The key to this deck is that you’re playing Hall of the Bandit Lord alongside Summoner's Pact as a way to make your combo happen even more efficiently. You can lead off with an early Vizier of Remedies off of your cantrips and Traverses and then put a hasted Devoted Druid into play on the following turn to kill your opponent. The kill is actually effectively the same as the various Collected Company decks. One of your Summoner's Pacts or Traverses can find Duskwatch Recruiter, which will let you churn through your deck until you hit Walking Ballista to kill your opponent. Pact of Negation is a key piece of this puzzle, allowing you to fight through interaction for free and force through your combo.

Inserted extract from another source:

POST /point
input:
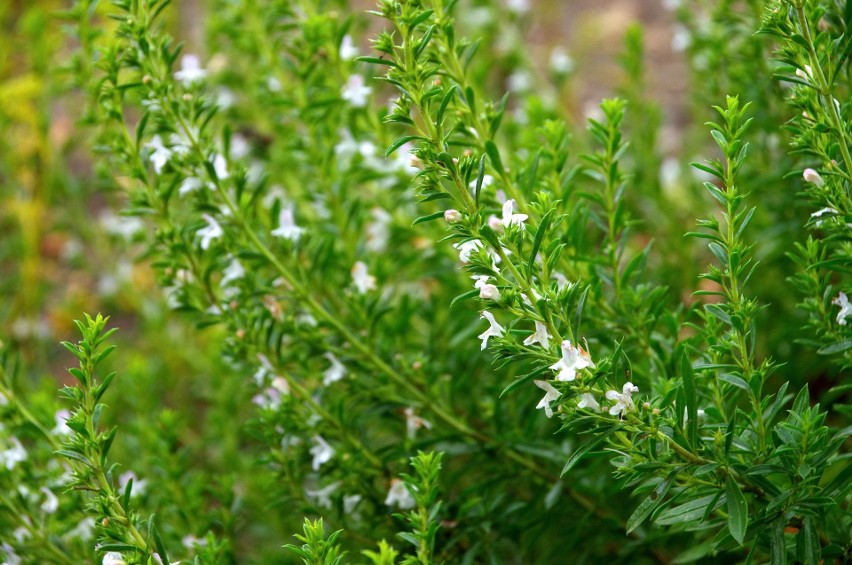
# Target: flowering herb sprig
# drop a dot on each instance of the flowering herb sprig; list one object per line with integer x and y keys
{"x": 122, "y": 536}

There are a couple of cards that might seem odd, like Wild Cantor. Wild Cantor is an easy way to fix your mana to cast Vizier of Remedies off of a Summoner's Pact or Traverse the Ulvenwald. Out of your sideboard, Mirran Crusader and Mystic Enforcer do an incredible job of letting you transform against various bg decks with lots of hand disruption and removal spells where comboing is a little too ambitious, while Qasali Ambusher lets you play a little more of a traditional game in matchups where your opponents are dependent on creatures.

All in all, this looks like a shell with a lot of potential in matchups where you expect opponents to have just one or two pieces of interaction. It’s hard to say where exactly you’d want to draw the line on how many cantrips that cost mana you’d actually want to play, such as Oath of Nissa and Unbridled Growth. You need some number of them to power your Traverses, but there’s a real downside of finding hands that are full of cantrips and finding nothing but more cantrips for the first few turns of the game.